Seeks to understand the impact of material building block structure and environment or interface architecture on the formation of functional materials, and thus emphasizes topics related to the dynamics of assembly processes and the response and reorganization of these systems to local and global perturbations.
Hierarchical assemblies offer the potential to tailor material response in ways not possible with homogenous materials, as multiscale heterogeneous systems exhibit unique properties not inherent in the individual building blocks from which they are comprised. The constituent parts are able to move and transform in response to changes in the environment and applied stimuli. This leads to desirable functional properties that underpin applications in energy storage, transduction, sensing and computation. Taking full advantage of this class of materials demands a deep understanding of the underlying interactions that drive formation and coupled motion. Therefore, the Hierarchical Assembly theme at the CNMS seeks to deterministically create responsive assemblies of hierarchical soft and hybrid materials by developing a mechanistic understanding of molecular, ionic, and electronic motion as functions of building block composition, chemical environment, and interface architecture. We will cultivate capabilities that provide new insights into how the forces that influence coupled motion and structure across molecular, nano- and mesoscales, ultimately drive macroscopic function.
Seizing this opportunity requires new approaches to create and characterize dynamic multiscale systems. Modulation of assembly kinetics will be accomplished using novel techniques for tuning material building blocks and shaping interfaces. Correlations between their formation or reorganization and the onset or change of function will be revealed using advanced multimodal characterization tools that operate in situ. Such tools are essential for visualizing where these buildings blocks are and how they move in response to local stimuli, providing critical information for the calibration of simulations. Simulation and modeling, in turn, will help direct synthesis, guide experiment, and interpret data. Together, these capabilities will provide CNMS users with a tightly woven work flow and data analytics framework to understand and direct the assembly and response of complex hierarchical assemblies away from equilibrium.
Ultimately, we need to be able to ‘catch’ or drive materials into desired states over extended length scales. To achieve this goal, research will follow specific aims that allow correlating changes in material architecture and function from the earliest stages of material formation and the onset of function, through the evolution of hierarchical systems over time. The aims are;
Aim 1 - Decode Dynamics in Material Assembly to understand how to harness and shape kinetic pathways that influence hierarchical structure and function. This can only by accomplished by pushing the limits of in situ characterization, modeling/simulation, and visualization techniques that measure the coordinated motion and structure formation exhibited by ensembles of molecular, polymeric, and hybrid organic/inorganic material building blocks.

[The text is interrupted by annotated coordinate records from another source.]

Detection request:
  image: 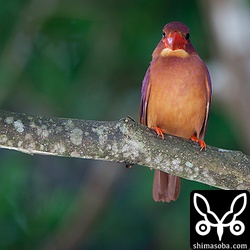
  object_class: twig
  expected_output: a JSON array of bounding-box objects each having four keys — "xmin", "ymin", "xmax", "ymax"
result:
[{"xmin": 0, "ymin": 111, "xmax": 250, "ymax": 191}]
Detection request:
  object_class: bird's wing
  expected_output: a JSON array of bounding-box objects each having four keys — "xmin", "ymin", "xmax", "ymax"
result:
[
  {"xmin": 140, "ymin": 67, "xmax": 151, "ymax": 125},
  {"xmin": 199, "ymin": 70, "xmax": 212, "ymax": 140}
]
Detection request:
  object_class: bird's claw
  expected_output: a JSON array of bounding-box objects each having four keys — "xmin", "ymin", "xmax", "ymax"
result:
[
  {"xmin": 151, "ymin": 126, "xmax": 165, "ymax": 139},
  {"xmin": 190, "ymin": 135, "xmax": 207, "ymax": 151}
]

Aim 2- Employ Responsive Higher Order Systems to inform an understanding of how subtle changes in composition and structure impact response. This will require unraveling the links between hierarchical architecture and dynamic transitions in bulk and thin film soft and hybrid materials. Work will advance hybrid material and polymer synthesis while leveraging multimodal characterization, coupled with theory/simulation/data analysis. .
Aim 3 - Advances in the Creation and Utilization of Evolving Materials will be achieved by developing an understanding of how ‘fluid,’ loosely coupled, macromaterials (i.e., lipid and polymer bilayers) reorganize and shift their steady state structure as they are driven repeatedly away from equilibrium to advance new classes of materials that exhibit ‘learning’ behavior.